A stool collection kit for metagenomics OMNIgene GUT (OMR-200; DNA Genotek) is mailed to participants prior to the screening/enrolment visit. Participants collect the sample according to the manufacturer’s instructions the day before the visit and keep the sample at room temperature. At the Clinical Research Facility, the sample is vortexed, centrifuged for a few seconds and material aliquoted into cryo vials and kept in −70°C freezer. One vial is transferred to facilities at the Weizmann Institute of Science and stored at −20°C until DNA extraction.
The pretreatment data are collected across the screening/enrolment and the baseline visits.

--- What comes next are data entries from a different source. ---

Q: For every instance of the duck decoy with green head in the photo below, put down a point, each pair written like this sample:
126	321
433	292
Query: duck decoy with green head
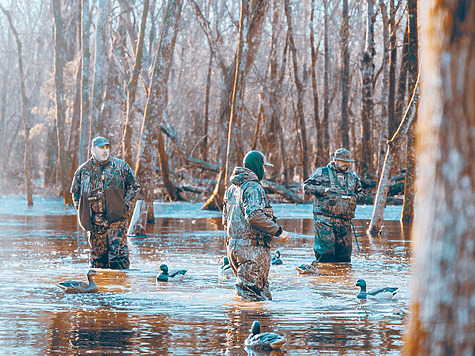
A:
80	287
263	341
379	293
225	269
276	260
166	276
308	268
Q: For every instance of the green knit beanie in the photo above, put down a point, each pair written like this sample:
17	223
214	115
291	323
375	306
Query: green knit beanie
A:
255	162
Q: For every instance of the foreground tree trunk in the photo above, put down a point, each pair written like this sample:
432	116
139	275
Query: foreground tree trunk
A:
442	308
384	181
151	138
25	115
60	105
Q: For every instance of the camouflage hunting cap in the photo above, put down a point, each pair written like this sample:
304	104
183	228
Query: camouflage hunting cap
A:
342	154
100	141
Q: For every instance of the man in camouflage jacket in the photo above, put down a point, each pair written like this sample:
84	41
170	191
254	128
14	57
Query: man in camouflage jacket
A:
103	190
250	225
336	189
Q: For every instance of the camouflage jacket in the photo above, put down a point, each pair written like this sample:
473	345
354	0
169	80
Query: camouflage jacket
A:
247	213
112	180
339	201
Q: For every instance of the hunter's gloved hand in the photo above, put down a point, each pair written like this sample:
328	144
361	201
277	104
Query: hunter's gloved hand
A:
284	236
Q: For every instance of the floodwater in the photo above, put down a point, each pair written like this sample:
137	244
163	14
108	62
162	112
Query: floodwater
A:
318	314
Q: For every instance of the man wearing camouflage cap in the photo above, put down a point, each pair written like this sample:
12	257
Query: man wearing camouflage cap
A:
103	190
336	189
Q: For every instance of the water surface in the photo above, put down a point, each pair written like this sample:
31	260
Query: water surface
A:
41	245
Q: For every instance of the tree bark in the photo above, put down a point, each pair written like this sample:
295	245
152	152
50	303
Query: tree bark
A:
25	115
409	184
442	310
300	96
151	137
60	105
385	179
345	74
97	126
367	75
84	136
132	89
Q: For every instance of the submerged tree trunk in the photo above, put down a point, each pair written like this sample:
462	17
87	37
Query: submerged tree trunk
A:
132	89
345	75
25	116
255	21
84	135
97	126
409	184
60	105
300	96
385	179
367	75
151	141
442	304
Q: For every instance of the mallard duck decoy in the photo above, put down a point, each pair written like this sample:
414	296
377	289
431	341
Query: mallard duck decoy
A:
166	276
308	268
380	293
80	287
276	260
225	269
263	341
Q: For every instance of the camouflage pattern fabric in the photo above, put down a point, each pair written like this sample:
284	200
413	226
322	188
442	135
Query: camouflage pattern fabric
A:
108	245
247	247
333	211
107	237
333	239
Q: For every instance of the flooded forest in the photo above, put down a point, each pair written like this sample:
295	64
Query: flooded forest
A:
181	91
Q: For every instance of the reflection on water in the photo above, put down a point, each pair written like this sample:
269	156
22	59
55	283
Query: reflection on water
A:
41	246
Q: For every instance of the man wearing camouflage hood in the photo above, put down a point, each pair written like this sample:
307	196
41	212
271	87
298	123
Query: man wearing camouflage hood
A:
250	225
103	190
336	189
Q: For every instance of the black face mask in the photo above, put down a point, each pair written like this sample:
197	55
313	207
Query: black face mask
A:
255	163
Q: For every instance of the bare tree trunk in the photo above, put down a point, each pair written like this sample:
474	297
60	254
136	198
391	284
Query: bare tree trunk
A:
256	18
74	129
60	105
132	89
442	309
385	179
300	96
97	126
84	136
409	184
383	132
367	74
314	54
151	137
325	149
345	74
25	116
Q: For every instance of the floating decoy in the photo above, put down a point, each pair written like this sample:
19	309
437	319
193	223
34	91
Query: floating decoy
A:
308	268
225	269
166	276
276	258
80	287
380	293
263	341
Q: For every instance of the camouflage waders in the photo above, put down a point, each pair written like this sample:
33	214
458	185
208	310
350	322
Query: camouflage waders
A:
108	245
333	239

Screening/enrolment procedures and measurements
During the screening/enrolment visit, participants sign the study informed consent form (online supplemental material) and undergo medical examination by a physician. Participants have their weight, height, waist and hip circumference and blood pressure measured. Basal metabolic rate (BMR) is estimated using bioelectrical impedance analysis (BIA, used for calculating the energy requirement, see the Energy target section). Blood samples are collected to evaluate liver (liver enzymes) and kidney (creatinine and eGFR) function and full blood count. Glucose monitor (FreeStyle Libre Pro, Abbott, Germany) is attached for a period of 14 days.
A link to download the PNP smartphone application is sent to the participants prior to the screening/enrolment visit along with a short video demonstrating the app use. They are asked to log-in to the app with a personal (re-identifiable) code provided by email, and to familiarise with the app in preparation for a training session with the dietician. During the screening/enrolment visit, the dietitian practices with the participants browsing the food database, selecting food and beverage items and indicating the amount consumed. Participants are taught to add frequently consumed foods to a favourites list, which makes future search of food items easier. When the CGM is on, participants are asked to carry on with their usual routine and to record all meals, snacks and drinks using the app. The period between the screening/enrolment and the baseline visits (4–6 weeks) serves as the ‘run-in’ period.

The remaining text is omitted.